From 1 July 2019, this Single Touch Payroll (STP) reporting system has extended to all employers.
The ATO is now writing to small employers who haven’t yet started reporting or applied for a deferral, to remind them of their STP obligations.
There will be no penalties for mistakes, or missed or late reports, for the first year, and employers experiencing hardship or who are in areas with intermittent or no internet connection will be able to access exemptions.
17th Aug, 2019
If tax agent clients’ employers report through Single Touch Payroll (STP) and the clients are linked to ATO online services through myGov, the ATO will send them a myGov Inbox message to let them know that their end of year payment summary (income statement) has been marked by their employer as “Tax ready” and can be used in their tax return and they can access their income statement in ATO online services through myGov, or the tax agent can give them the information.

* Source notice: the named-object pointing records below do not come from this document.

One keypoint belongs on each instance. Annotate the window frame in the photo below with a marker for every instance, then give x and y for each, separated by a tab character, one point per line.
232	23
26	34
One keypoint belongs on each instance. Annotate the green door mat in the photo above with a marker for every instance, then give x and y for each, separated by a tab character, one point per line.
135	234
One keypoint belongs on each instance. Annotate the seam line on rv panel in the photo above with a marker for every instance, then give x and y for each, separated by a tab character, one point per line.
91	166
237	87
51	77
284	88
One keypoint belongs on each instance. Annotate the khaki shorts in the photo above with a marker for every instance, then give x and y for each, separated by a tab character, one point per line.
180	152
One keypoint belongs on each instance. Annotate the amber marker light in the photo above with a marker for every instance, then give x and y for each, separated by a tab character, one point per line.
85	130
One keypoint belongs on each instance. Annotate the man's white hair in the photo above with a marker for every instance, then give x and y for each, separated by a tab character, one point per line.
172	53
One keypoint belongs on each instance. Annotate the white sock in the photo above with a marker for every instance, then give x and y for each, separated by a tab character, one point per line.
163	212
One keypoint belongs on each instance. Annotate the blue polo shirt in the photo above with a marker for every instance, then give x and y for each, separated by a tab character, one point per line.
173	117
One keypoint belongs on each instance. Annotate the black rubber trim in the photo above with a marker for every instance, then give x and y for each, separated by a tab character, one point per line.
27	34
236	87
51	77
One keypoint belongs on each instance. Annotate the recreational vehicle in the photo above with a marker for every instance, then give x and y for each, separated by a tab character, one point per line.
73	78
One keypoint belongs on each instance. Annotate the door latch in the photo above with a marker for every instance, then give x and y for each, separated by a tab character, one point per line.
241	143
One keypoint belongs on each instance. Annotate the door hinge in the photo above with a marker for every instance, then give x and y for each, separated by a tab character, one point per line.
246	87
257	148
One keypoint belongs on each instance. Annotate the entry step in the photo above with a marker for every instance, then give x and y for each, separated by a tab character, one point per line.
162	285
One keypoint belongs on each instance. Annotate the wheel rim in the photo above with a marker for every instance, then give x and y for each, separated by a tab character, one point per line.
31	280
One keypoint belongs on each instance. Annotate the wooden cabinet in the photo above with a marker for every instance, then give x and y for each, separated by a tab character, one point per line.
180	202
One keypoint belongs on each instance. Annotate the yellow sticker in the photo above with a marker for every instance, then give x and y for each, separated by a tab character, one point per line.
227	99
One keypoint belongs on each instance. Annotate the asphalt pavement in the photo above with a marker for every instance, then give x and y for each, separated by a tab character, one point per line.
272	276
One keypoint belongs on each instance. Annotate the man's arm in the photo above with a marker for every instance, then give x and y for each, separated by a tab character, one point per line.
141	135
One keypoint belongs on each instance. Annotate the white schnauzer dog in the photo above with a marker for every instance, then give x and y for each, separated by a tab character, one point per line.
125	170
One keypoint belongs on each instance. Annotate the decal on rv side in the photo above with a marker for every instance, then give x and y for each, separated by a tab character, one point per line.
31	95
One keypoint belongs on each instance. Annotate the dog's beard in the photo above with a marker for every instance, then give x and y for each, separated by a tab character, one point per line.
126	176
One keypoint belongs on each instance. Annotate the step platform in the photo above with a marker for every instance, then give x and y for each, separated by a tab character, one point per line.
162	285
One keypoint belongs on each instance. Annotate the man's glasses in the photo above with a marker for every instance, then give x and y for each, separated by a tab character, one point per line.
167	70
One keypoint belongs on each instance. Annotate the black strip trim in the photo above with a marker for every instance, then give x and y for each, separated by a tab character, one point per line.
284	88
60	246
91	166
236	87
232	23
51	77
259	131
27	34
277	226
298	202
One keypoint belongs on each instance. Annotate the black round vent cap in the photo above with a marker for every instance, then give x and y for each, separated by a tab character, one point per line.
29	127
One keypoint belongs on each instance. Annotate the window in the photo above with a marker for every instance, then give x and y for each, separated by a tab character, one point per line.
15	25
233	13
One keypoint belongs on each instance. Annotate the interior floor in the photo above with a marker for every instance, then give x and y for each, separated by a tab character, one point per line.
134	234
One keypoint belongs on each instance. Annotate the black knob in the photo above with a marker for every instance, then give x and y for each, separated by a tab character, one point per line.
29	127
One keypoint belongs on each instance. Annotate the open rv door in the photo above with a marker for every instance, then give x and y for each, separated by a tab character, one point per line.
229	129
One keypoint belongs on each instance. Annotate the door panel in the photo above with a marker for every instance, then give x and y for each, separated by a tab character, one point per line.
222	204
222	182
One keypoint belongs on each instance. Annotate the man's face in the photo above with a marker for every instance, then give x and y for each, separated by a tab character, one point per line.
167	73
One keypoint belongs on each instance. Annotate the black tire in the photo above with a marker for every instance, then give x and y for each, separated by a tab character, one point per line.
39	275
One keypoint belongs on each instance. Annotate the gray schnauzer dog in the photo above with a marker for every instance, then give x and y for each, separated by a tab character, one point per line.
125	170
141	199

If tax agent clients do not already have myGov accounts, agents should let them know they do not need one for the agent to lodge their tax return. Tax agents can access their employment data and lodge for them once their information is “Tax ready”.
17th Aug, 2019
The ATO has advised tax agents that it is currently emailing Single Touch Payroll (STP) enabled employers who have either ceased reporting for over 45 days; or have submitted employees under multiple payroll or BMS IDs. Some of these businesses may be tax agent clients. These reporting irregularities may cause their employees to see incorrect, incomplete or multiple entries in their income statements.
15th Jul, 2019
People overclaiming deductions for work-related expenses like vehicles, travel, internet and mobile phones and self-education are on the ATO’s hitlist again this year. There are three main rules when it comes to work-related claims:
Deductions are not allowed for private expenses (eg travel from home to work that’s not required to transport bulky equipment) or reimbursed expenses (eg for the cost of meals, accommodation and travel). And although you don’t need to include records like receipts with your tax return, the ATO can deny your claim – and penalties may apply – if you can’t produce the evidence when asked.
Money that you earn from “gig” jobs through platforms like Uber, Airtasker and Airbnb, such as transporting passengers or renting out a room or house, counts as your assessable income. This means you must declare it on your tax return.

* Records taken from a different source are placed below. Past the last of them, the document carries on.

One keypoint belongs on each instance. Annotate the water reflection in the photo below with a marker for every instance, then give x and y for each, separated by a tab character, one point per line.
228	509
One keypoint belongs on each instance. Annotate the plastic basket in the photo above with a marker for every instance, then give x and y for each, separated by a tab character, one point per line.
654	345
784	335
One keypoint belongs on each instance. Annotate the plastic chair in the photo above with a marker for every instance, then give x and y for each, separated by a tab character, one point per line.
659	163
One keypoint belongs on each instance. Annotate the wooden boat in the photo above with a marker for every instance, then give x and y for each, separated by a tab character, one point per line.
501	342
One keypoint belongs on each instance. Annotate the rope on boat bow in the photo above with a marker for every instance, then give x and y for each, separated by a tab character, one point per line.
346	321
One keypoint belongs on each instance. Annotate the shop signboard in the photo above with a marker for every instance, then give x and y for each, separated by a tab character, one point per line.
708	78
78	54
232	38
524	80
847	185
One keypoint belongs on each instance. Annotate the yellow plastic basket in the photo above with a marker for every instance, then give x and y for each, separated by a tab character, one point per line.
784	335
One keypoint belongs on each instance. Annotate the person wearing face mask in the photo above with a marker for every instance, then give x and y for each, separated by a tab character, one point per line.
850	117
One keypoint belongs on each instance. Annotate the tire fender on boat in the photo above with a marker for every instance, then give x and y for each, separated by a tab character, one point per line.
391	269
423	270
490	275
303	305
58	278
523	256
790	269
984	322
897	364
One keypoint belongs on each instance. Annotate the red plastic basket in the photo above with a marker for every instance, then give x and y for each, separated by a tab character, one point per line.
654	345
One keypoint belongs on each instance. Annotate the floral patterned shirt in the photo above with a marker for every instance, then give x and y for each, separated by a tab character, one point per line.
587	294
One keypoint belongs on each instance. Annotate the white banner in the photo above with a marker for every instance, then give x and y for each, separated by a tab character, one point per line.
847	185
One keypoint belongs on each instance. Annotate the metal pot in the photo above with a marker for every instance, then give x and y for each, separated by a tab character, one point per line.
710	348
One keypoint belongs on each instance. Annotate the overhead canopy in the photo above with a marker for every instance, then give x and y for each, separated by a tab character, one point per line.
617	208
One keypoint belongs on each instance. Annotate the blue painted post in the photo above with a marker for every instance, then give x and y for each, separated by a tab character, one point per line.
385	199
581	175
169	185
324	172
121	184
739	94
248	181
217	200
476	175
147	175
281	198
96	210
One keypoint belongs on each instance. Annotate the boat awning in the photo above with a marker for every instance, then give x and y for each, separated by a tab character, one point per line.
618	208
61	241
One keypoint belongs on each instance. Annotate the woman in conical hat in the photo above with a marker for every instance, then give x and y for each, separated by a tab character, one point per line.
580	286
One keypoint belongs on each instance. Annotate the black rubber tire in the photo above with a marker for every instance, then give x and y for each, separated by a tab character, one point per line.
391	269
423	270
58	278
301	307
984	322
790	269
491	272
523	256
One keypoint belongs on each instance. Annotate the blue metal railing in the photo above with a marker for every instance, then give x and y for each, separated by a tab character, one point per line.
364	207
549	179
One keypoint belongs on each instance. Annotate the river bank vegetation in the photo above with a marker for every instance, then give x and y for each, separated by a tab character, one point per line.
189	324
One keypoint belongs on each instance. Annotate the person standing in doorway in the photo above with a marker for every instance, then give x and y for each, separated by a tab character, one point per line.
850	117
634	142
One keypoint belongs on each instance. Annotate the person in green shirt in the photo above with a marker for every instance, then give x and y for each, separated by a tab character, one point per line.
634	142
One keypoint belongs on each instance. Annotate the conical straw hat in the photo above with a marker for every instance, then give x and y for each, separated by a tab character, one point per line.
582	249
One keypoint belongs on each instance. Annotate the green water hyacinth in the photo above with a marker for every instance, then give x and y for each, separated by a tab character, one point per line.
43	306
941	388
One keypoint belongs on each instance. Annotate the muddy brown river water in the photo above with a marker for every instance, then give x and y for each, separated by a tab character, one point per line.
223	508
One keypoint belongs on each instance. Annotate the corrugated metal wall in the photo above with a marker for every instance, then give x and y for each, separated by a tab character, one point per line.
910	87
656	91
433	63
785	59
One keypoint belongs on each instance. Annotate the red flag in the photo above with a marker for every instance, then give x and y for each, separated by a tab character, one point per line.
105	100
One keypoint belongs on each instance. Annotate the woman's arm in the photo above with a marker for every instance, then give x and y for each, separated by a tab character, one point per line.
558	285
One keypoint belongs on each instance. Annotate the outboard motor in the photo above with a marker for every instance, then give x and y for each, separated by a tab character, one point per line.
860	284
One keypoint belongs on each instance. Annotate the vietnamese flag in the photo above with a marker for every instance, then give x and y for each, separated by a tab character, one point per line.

Depending on your gig activities and expenses, you may also be able to claim deductions related to this type of income, but it’s important to keep evidence to support your claims.
Both employees and self-employed individuals can claim a tax deduction annually (maximum $25,000) for personal superannuation contributions, provided the super fund has physically received the contribution by 30 June 2019 and the individual provides their fund with a “notice of intention to claim” document.
Important to note!
New rules mean that insurance coverage will be cancelled on “inactive” superannuation accounts from 1 July 2019, unless the fund member informs the fund in writing that they want to keep the insurance. Also, where an inactive account has a low balance (under $6,000) the fund will have to send that super to the ATO for consolidation and safekeeping.

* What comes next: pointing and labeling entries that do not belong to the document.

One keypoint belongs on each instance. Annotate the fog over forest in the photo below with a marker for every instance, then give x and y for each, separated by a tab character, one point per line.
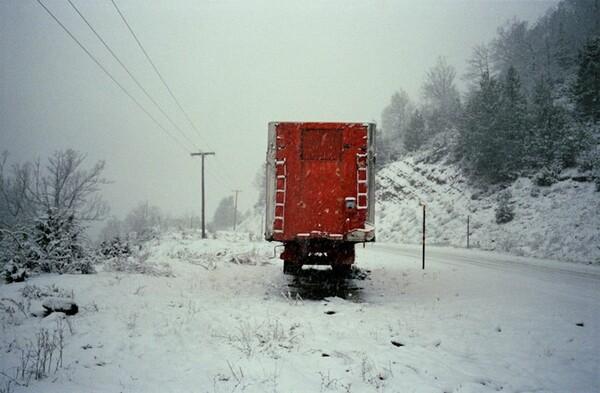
232	66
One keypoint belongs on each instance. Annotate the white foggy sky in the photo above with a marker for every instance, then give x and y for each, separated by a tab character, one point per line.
233	65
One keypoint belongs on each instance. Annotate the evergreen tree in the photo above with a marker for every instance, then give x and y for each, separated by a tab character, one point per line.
223	217
479	139
415	135
587	85
512	125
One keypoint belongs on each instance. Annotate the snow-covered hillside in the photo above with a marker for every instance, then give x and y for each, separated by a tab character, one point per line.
561	221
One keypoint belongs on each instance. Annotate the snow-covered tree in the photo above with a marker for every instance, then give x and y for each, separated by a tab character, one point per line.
587	85
31	189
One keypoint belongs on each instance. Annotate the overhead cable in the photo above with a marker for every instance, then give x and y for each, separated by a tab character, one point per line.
158	73
129	73
111	76
168	88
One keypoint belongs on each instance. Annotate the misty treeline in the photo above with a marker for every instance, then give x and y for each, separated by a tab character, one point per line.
532	106
43	209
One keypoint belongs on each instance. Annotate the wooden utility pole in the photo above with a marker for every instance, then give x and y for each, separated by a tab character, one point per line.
235	208
424	207
203	154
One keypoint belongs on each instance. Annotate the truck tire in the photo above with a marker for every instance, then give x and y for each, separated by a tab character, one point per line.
289	267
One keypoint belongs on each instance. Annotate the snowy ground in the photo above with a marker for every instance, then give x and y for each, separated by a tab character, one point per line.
223	318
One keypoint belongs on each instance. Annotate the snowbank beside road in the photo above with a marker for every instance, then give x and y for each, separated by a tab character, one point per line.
226	319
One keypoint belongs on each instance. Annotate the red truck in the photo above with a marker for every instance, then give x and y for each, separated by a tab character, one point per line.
320	192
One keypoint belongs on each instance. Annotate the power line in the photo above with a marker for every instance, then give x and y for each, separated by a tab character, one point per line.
222	167
130	74
158	73
111	76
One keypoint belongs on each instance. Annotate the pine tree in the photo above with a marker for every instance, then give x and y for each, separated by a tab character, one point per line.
587	86
479	134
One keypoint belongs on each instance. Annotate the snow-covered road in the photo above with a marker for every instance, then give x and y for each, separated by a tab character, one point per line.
230	321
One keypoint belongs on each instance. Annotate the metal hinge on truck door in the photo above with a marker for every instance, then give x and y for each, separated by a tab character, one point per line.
361	182
280	189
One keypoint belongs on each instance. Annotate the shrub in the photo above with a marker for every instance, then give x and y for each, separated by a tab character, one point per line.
505	211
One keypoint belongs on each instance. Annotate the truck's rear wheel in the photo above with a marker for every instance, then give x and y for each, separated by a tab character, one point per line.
291	267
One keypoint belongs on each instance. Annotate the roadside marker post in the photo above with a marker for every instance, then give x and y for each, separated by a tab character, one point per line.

If you haven’t made contributions or rolled over your super in the past 16 months, no matter what your balance, it’s important to check in with your fund now to keep your account active and maintain the insurance you want.
09th Jun, 2019
While it is being reported that many businesses are not ready for Single Touch Payroll (STP), one report suggests that 70% of small and medium-sized entities (SMEs) are not ready, the employees of businesses that are operating STP face some changes.
As a result of the introduction of STP, taxpayers may need a myGov account in order to get the payment summary details they need to complete their 2019 tax returns. How taxpayers receive their payment summary or income statement from their employer depends on how their employer reports their income, tax and super information to the ATO.
Employers need to let employees know if they won’t be giving them a payment summary this year.
Employees with more than one employer may receive both a payment summary and an income statement. In that situation, employees will need to check that income from their payment summaries is included in their tax return.
09th Jun, 2019
With reported unpreparedness for Single Touch Payroll (STP), mainly among small businesses, and with employers having less than 19 employees needing to report their employees’ tax and super information through STP from 1 July 2019, the ATO has reminded businesses about the STP exemptions and deferrals that are available.
There are exemptions for reporting through STP for a particular financial year, for certain payments, or for certain employees.